Setting array length to 0 discards reserved allocation?

[Andrew Godfrey via Digitalmars-d]

On Friday, 1 August 2014 at 21:36:14 UTC, Chris Cain wrote:
> On Friday, 1 August 2014 at 07:51:32 UTC, Andrew Godfrey wrote:
>> Going through other .dd files, I found an error in 
>> expression.dd.
>> It says "For static or dynamic arrays, identity is defined as 
>> referring
>> to the same array elements and the same number of elements."
>>
>> Well, in fact:
>>
>> unittest {
>>    // expression.dd says that equality AND IDENTITY compare 
>> elements and sizes, for both "static and dynamic arrays". Gaah!
>>
>>    int[] a = new int[3];
>>    int[] b = new int[3];
>>    assert(a == b);
>>    assert(a !is b); // Nope! The doc is wrong!
>>
>>    // So then:
>>
>>    b = a;
>>    assert(b is a); // Now b points to a, and 'is' does what 
>> I'd expect.
>>    // But evidently it's because it compared the array 
>> references - not
>>    // the elements and sizes!
>> }
>>
>> I would NOT recommend updating the compiler to match what the 
>> doc says.
>> The current behavior is consistent with how assignment to an 
>> array reference behaves.
>
> I think the docs might can be cleared up in this regard, but 
> from my reading, the docs are correct on this.
>
>     int[] a = new int[3];
> and
>     int[] b = new int[3];
>
> Do not refer to the same elements.

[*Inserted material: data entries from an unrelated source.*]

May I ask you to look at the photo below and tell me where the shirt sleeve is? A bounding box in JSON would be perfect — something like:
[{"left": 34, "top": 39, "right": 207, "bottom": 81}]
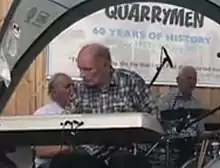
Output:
[
  {"left": 33, "top": 107, "right": 48, "bottom": 116},
  {"left": 157, "top": 95, "right": 170, "bottom": 112},
  {"left": 33, "top": 103, "right": 64, "bottom": 115},
  {"left": 131, "top": 73, "right": 158, "bottom": 115}
]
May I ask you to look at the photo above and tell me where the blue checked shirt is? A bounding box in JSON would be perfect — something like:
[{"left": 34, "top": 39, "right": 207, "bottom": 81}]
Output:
[
  {"left": 157, "top": 88, "right": 204, "bottom": 138},
  {"left": 66, "top": 68, "right": 158, "bottom": 162}
]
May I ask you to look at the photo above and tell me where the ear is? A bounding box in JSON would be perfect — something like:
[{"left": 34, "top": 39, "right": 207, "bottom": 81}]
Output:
[
  {"left": 51, "top": 89, "right": 57, "bottom": 96},
  {"left": 103, "top": 60, "right": 111, "bottom": 67}
]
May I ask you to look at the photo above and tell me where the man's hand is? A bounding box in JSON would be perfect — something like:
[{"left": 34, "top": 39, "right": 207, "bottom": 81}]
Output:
[{"left": 35, "top": 145, "right": 72, "bottom": 158}]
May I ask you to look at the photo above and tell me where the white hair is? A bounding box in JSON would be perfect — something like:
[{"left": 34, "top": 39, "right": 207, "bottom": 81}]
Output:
[{"left": 178, "top": 66, "right": 197, "bottom": 78}]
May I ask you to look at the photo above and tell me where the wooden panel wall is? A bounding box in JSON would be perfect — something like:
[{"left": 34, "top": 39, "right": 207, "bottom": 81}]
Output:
[
  {"left": 0, "top": 0, "right": 50, "bottom": 116},
  {"left": 0, "top": 0, "right": 220, "bottom": 118}
]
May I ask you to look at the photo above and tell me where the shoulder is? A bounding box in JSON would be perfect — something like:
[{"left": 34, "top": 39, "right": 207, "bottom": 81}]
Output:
[
  {"left": 73, "top": 80, "right": 86, "bottom": 96},
  {"left": 33, "top": 102, "right": 64, "bottom": 116},
  {"left": 191, "top": 96, "right": 203, "bottom": 108},
  {"left": 115, "top": 68, "right": 143, "bottom": 78},
  {"left": 114, "top": 68, "right": 145, "bottom": 85},
  {"left": 161, "top": 88, "right": 177, "bottom": 98},
  {"left": 159, "top": 89, "right": 177, "bottom": 102},
  {"left": 73, "top": 80, "right": 81, "bottom": 88},
  {"left": 34, "top": 104, "right": 52, "bottom": 115}
]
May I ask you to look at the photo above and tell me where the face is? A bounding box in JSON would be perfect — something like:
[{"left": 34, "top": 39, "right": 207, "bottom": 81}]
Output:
[
  {"left": 177, "top": 70, "right": 197, "bottom": 95},
  {"left": 76, "top": 49, "right": 107, "bottom": 86},
  {"left": 52, "top": 75, "right": 73, "bottom": 107}
]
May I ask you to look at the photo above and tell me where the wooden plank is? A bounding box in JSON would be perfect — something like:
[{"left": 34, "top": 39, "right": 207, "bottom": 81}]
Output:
[
  {"left": 194, "top": 88, "right": 211, "bottom": 108},
  {"left": 2, "top": 92, "right": 16, "bottom": 116},
  {"left": 0, "top": 0, "right": 10, "bottom": 21},
  {"left": 210, "top": 88, "right": 220, "bottom": 108},
  {"left": 14, "top": 73, "right": 31, "bottom": 115},
  {"left": 29, "top": 60, "right": 37, "bottom": 113},
  {"left": 2, "top": 61, "right": 37, "bottom": 115},
  {"left": 35, "top": 52, "right": 46, "bottom": 111},
  {"left": 43, "top": 81, "right": 50, "bottom": 105},
  {"left": 19, "top": 63, "right": 36, "bottom": 115}
]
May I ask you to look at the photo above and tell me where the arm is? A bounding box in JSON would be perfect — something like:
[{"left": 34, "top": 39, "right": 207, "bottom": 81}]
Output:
[
  {"left": 33, "top": 105, "right": 72, "bottom": 158},
  {"left": 35, "top": 145, "right": 72, "bottom": 158},
  {"left": 156, "top": 95, "right": 172, "bottom": 120},
  {"left": 131, "top": 73, "right": 158, "bottom": 115},
  {"left": 157, "top": 95, "right": 170, "bottom": 112}
]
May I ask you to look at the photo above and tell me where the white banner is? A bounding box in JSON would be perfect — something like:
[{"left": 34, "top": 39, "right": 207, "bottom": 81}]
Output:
[{"left": 47, "top": 2, "right": 220, "bottom": 87}]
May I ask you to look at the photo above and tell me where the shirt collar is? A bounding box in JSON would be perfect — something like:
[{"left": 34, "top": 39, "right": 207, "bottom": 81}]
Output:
[
  {"left": 82, "top": 67, "right": 119, "bottom": 89},
  {"left": 175, "top": 89, "right": 193, "bottom": 101},
  {"left": 109, "top": 67, "right": 119, "bottom": 86}
]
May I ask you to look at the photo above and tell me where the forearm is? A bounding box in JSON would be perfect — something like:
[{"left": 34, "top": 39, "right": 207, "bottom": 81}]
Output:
[{"left": 35, "top": 145, "right": 72, "bottom": 157}]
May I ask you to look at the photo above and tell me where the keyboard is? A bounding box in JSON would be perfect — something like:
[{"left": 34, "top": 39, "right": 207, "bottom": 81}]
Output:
[{"left": 0, "top": 113, "right": 165, "bottom": 146}]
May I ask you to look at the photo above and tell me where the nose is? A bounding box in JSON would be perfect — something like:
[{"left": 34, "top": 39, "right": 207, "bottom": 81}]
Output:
[{"left": 190, "top": 78, "right": 197, "bottom": 85}]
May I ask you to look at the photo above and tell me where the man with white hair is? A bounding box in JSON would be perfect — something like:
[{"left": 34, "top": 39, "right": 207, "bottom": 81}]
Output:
[
  {"left": 158, "top": 66, "right": 201, "bottom": 111},
  {"left": 33, "top": 73, "right": 74, "bottom": 168},
  {"left": 157, "top": 65, "right": 204, "bottom": 167}
]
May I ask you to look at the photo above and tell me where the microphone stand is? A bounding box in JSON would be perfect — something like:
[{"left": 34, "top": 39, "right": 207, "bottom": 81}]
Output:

They are two different 
> allocations that happen to look alike and compare equal, but 
> they aren't referring to the same point in memory.
>
> To prove this, you can simply do `a[0] = 1;` ... did `b[0]` 
> "change" as well? (No). Then they couldn't possibly have been 
> referring to the same thing.
>
> What the docs are saying by "referring to the same array 
> elements and the same number of elements": basically, an array 
> in D is simply a pointer + length struct. The `is` operator 
> essentially does a bitwise compare, so naturally `a is b` only 
> returns true when they are bitwise identical structs, which 
> must mean they are the same in both pointer and in length, 
> which naturally means that `a == b` as well. There's no need to 
> compare elements since there's no way something doesn't equal 
> itself unless some weird trickery is going on (concurrent 
> modification?).
>
> You can imagine `is` to mean `a.ptr == b.ptr && a.length == 
> b.length` (or that they refer to the same array and they have 
> the same number of elements), but implemented in what is 
> probably a more efficient manner.

Yes, I was a bit terse in my previous retraction (was low on 
time). I realized this is what the doc was actually saying. The 
edit in the PR stands, but my description of it as fixing an 
"error" is incorrect.
The language was just a bit confusing, perhaps.
I am unable to fix the PR description at the moment but that 
shouldn't prevent review of the PR itself.